Stock futures showed triple digit gains for the Dow when June payrolls came in at a surprising 195,000, but gains were constrained by a jump in bond yields in anticipation the Fed will move forward with its plan to pare back on quantitative easing sooner than some expected. The bond market is signaling that an increasing number of investors believe that will happen as early as September.
Stocks opened higher and turned negative in the first hour before trading higher again.
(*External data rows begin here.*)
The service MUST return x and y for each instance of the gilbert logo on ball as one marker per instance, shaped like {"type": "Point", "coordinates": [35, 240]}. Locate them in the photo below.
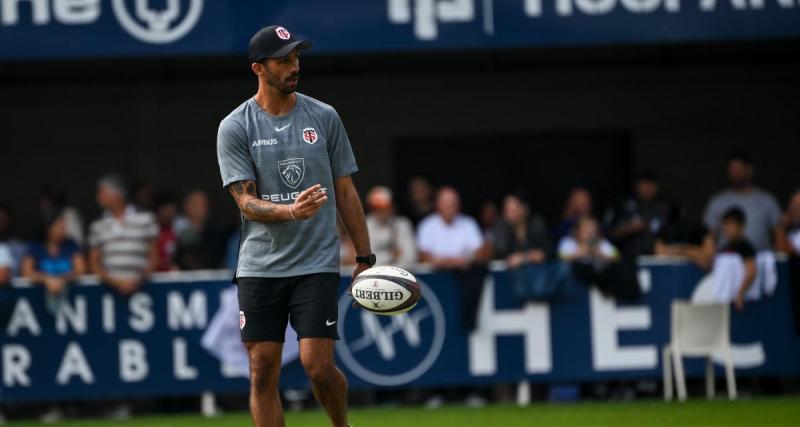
{"type": "Point", "coordinates": [282, 33]}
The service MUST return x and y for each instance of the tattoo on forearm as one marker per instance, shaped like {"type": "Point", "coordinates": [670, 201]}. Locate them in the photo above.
{"type": "Point", "coordinates": [257, 208]}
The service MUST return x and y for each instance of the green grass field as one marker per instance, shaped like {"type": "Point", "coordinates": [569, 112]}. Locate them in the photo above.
{"type": "Point", "coordinates": [745, 413]}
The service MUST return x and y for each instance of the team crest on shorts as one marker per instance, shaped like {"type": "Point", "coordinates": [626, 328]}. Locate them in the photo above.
{"type": "Point", "coordinates": [310, 135]}
{"type": "Point", "coordinates": [283, 33]}
{"type": "Point", "coordinates": [292, 171]}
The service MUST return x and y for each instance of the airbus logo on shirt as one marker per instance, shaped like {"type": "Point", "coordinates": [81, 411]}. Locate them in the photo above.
{"type": "Point", "coordinates": [262, 142]}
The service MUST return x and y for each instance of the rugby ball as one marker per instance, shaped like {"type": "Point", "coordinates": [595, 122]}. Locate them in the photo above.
{"type": "Point", "coordinates": [386, 290]}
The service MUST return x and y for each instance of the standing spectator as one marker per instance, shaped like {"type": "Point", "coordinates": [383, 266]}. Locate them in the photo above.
{"type": "Point", "coordinates": [636, 221]}
{"type": "Point", "coordinates": [166, 211]}
{"type": "Point", "coordinates": [790, 243]}
{"type": "Point", "coordinates": [579, 205]}
{"type": "Point", "coordinates": [520, 237]}
{"type": "Point", "coordinates": [420, 199]}
{"type": "Point", "coordinates": [391, 236]}
{"type": "Point", "coordinates": [6, 264]}
{"type": "Point", "coordinates": [760, 207]}
{"type": "Point", "coordinates": [54, 202]}
{"type": "Point", "coordinates": [53, 260]}
{"type": "Point", "coordinates": [9, 238]}
{"type": "Point", "coordinates": [123, 241]}
{"type": "Point", "coordinates": [200, 246]}
{"type": "Point", "coordinates": [451, 241]}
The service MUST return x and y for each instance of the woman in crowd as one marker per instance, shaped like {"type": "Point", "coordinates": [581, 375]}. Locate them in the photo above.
{"type": "Point", "coordinates": [53, 260]}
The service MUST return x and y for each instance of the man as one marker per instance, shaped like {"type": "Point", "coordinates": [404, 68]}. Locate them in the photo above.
{"type": "Point", "coordinates": [391, 235]}
{"type": "Point", "coordinates": [636, 221]}
{"type": "Point", "coordinates": [282, 156]}
{"type": "Point", "coordinates": [760, 207]}
{"type": "Point", "coordinates": [451, 241]}
{"type": "Point", "coordinates": [122, 243]}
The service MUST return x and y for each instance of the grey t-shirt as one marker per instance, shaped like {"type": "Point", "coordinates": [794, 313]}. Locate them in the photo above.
{"type": "Point", "coordinates": [286, 155]}
{"type": "Point", "coordinates": [761, 211]}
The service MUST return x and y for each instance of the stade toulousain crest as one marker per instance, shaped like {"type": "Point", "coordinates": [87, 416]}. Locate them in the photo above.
{"type": "Point", "coordinates": [310, 135]}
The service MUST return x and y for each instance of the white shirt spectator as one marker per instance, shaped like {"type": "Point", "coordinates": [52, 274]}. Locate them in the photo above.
{"type": "Point", "coordinates": [459, 239]}
{"type": "Point", "coordinates": [568, 248]}
{"type": "Point", "coordinates": [392, 242]}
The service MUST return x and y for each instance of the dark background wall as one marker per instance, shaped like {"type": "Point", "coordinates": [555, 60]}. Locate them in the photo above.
{"type": "Point", "coordinates": [68, 123]}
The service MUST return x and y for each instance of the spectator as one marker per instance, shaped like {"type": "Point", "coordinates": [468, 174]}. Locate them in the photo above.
{"type": "Point", "coordinates": [9, 238]}
{"type": "Point", "coordinates": [732, 228]}
{"type": "Point", "coordinates": [123, 241]}
{"type": "Point", "coordinates": [199, 245]}
{"type": "Point", "coordinates": [579, 205]}
{"type": "Point", "coordinates": [636, 221]}
{"type": "Point", "coordinates": [760, 208]}
{"type": "Point", "coordinates": [391, 236]}
{"type": "Point", "coordinates": [53, 202]}
{"type": "Point", "coordinates": [595, 261]}
{"type": "Point", "coordinates": [420, 199]}
{"type": "Point", "coordinates": [487, 218]}
{"type": "Point", "coordinates": [587, 245]}
{"type": "Point", "coordinates": [6, 264]}
{"type": "Point", "coordinates": [520, 237]}
{"type": "Point", "coordinates": [166, 211]}
{"type": "Point", "coordinates": [790, 243]}
{"type": "Point", "coordinates": [53, 260]}
{"type": "Point", "coordinates": [681, 238]}
{"type": "Point", "coordinates": [451, 241]}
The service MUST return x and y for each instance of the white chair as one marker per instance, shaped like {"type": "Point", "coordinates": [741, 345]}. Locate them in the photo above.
{"type": "Point", "coordinates": [698, 330]}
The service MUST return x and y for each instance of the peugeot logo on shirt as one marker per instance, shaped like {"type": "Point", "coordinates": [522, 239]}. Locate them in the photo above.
{"type": "Point", "coordinates": [292, 171]}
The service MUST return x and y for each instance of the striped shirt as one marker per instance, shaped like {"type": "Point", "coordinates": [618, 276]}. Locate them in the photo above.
{"type": "Point", "coordinates": [125, 242]}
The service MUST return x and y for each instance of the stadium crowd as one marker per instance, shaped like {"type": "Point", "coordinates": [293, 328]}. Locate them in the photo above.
{"type": "Point", "coordinates": [143, 231]}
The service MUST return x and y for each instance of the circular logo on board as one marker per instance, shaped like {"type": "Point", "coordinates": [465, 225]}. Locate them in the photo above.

"Reality sunk in," said Art Cashin, director of floor operations at UBS, said during morning trading. "The key today will be bonds. The fact yields got up above 2.7 [percent] cut the legs out from under them, and they never recovered. Skeleton crews are on desks, and the reaction time is going to be slower." But later in the day, yields rose even higher, to 2.73 percent, and stocks ended the session with strong gains.
The dollar hit a three-year high against a basket of currencies, and gold fell more than 2.5 percent.
(Read More: Strong Jobs Report Is Gold's Nightmare)
The 10-year yield reached 2.73 percent for the first time since August, 2011, above its recent high of 2.66 percent.
The 195,000 nonfarm payrolls added in June was about 30,000 more than expected by economists, though the unemployment rate stayed at 7.6 percent. There were also revisions totaling 70,000 in April and May, which put jobs growth in those months above 190,000.